If you’ve just started a crypto trading adventure, you may need some guidance. Read on to discover the top 10 rules that professional traders always follow.
Be sure why you want to enter every trade
To be successful in cryptocurrency trading, you must have a clear purpose in order to receive every trade. You need to remember that every trade is a zero sum game. That means someone wins and someone loses.
Like any other market, the cryptocurrency world is full of tiny fish and sharks. The latter are just waiting for a small, avoidable mistake to make in order for them to get your money. You should always be aware of this.
Sometimes it’s better to win nothing than storm through and lose a large amount. There will be days or even longer periods of time when you can do better by keeping some trades off.
Set your profit goals
Every trade you invest in involves risk. You need to know when to get out of business.
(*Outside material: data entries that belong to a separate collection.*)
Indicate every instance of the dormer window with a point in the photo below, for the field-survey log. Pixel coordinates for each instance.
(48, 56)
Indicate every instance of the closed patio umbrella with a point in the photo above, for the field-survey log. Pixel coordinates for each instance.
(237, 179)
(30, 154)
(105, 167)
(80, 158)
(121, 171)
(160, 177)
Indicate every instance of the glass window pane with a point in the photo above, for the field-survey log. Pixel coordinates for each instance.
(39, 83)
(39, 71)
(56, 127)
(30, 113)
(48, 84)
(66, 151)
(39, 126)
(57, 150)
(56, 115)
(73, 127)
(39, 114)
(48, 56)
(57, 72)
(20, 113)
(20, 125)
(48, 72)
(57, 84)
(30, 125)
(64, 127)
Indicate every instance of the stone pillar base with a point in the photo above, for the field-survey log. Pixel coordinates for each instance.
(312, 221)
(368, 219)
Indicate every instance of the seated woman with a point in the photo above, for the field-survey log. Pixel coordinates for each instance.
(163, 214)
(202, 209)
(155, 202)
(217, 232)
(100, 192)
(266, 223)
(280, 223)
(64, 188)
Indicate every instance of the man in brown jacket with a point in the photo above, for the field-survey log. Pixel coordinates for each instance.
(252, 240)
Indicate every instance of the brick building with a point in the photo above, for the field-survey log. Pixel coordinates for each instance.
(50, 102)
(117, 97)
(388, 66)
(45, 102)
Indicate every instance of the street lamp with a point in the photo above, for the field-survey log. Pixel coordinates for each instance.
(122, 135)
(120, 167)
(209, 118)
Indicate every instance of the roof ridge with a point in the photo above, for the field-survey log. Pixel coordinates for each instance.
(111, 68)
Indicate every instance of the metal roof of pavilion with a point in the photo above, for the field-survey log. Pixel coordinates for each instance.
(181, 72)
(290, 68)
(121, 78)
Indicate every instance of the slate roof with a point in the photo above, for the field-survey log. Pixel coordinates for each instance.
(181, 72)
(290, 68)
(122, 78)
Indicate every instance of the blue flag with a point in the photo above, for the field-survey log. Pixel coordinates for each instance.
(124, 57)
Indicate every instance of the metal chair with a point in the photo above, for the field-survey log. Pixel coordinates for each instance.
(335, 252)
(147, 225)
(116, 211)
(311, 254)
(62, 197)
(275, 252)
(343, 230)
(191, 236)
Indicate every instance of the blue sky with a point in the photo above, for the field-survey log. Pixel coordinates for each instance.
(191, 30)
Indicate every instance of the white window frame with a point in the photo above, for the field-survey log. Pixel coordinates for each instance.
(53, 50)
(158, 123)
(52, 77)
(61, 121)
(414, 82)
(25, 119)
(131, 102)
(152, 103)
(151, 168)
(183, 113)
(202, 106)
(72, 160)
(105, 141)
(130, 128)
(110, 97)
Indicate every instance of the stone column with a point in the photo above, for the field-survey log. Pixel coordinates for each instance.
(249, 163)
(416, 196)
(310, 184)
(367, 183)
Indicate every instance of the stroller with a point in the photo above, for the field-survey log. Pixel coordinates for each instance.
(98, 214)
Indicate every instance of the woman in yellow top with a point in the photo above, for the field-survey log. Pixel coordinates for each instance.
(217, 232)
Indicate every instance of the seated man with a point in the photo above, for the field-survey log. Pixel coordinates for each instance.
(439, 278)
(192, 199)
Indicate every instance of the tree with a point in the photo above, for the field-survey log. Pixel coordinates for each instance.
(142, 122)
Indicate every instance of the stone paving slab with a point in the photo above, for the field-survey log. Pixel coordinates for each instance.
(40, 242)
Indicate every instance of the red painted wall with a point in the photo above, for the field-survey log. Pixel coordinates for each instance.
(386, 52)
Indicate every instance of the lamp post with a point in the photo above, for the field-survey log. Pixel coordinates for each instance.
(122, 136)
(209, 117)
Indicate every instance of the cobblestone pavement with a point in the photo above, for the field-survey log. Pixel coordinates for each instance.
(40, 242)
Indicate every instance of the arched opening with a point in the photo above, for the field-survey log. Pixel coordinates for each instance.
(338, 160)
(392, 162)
Sometimes you may not even make a profit, but you will not lose any money either.
To reduce your potential losses, set up a stop loss level for every trade. Knowing when to let go is a very useful skill that most traders don’t have, and because of that, they don’t succeed.
The recommended stop loss is at the expense of your coin. That way, you can be sure that you will at least end up at the point where you have been without losing any money.
Do the same with your profit level: set the financial goal and sell the stock when you hit it. Don’t be too greedy, especially if the bet is unsafe. Otherwise, you can end up with nothing.
Don’t be afraid of the fear of missing out
The fear of missing out, also known as FOMO, often bothers traders and leads them to make risky investments. Rarely does it happen that people make huge profits in a very short period of time. Who wouldn’t want to be in their place?
Be aware of the situation as you make a decision. Sometimes the sharks buy coins very cheaply and provoke others to invest more money. When this happens, there is usually oversupply and the value drops dramatically.
Be aware of the risk
As a wise trader, you shouldn’t run into massive profits straight away. Instead, collect smaller and smaller but sure winnings. Try to invest less in trades that are less liquid as in the event of a decline you may have nothing.
Sometimes the risk is good, but if you are a beginner, it is better to stick to certain trades.
Check the Bitcoin values
The price of most altcoins can depend on the market price of bitcoin. It’s a volatile currency. That is, when the value of Bitcoin increases, the Altcoins value decreases and vice versa.
Don’t just buy for the low prices
Some people choose to buy a coin just because it is cheap. Your decision shouldn’t be made based on affordability, but rather on market capitalization.
Similar to other stocks, cryptocurrencies are measured by their market capitalizations. Use market capitalization to help decide whether the coin is worth buying.
Make sure you invest early
Some startups offer the public the opportunity to invest in their idea. In return, you will receive tokens at a cheaper price and a promise that they will be worth a lot more later.
Indeed, the first coin offering can produce a great result. However, some ICOs can be total scams that may cause some people to lose millions. That means that you have to be extremely careful if you want to invest in ICO. Just look at all the details that could be alarming and do some research to prevent you from losing money.
Don’t stay with Altcoin Investment for too long
Some altcoins lose their value after a relatively short period of time. That said, you shouldn’t hold on to them for too long.
Check the trading volume. The higher it is, the more stable it is for long-term investments. If you want to invest for the long term, consider buying Ethereum (ETH), Monero (XRM), Dash or Factor (FCT).
Keep it diverse
Investments can be unpredictable, and when it comes to cryptocurrencies, the game is even less secure. While you can get thousands of dollars in a day, it is also true that you can lose your money. To avoid going broke, invest in various things.
The value of most cryptocurrencies is influenced by the value of Bitcoin against the USD. When you invest in different currencies, you are less exposed to market changes. You can keep Bitcoin as a base asset, but you will also need a backup. Thanks to this, you can spread the risk.
When you have some money, consider investing it in other things that are less risky than crypto, such as: B. stocks, real estate, etc.
Place sales orders
Make sure to place sales orders to get a good return on your investments. Your sales goals can be met by adding sales orders to the order books.
It’s hard to tell when your order price will hit. However, they just wait until you get what you need. Plus, when you sell orders, you pay fewer transaction fees.
Remember to always stay cool and not act under emotions. They’re not good advisors when it comes to cryptocurrencies. Be objective and do your research to avoid loss.
Don’t act until you are sure of what you are doing. Keep calm and find the next good opportunity. If something looks too good to be true, it probably is. So never go through and be a little careful.
If you’re just starting out and are feeling a little confused, take a look at crypto trading platforms with regulations like INX as an example. Thanks to them, you can feel much more confident and get a greater result than you would ever expect.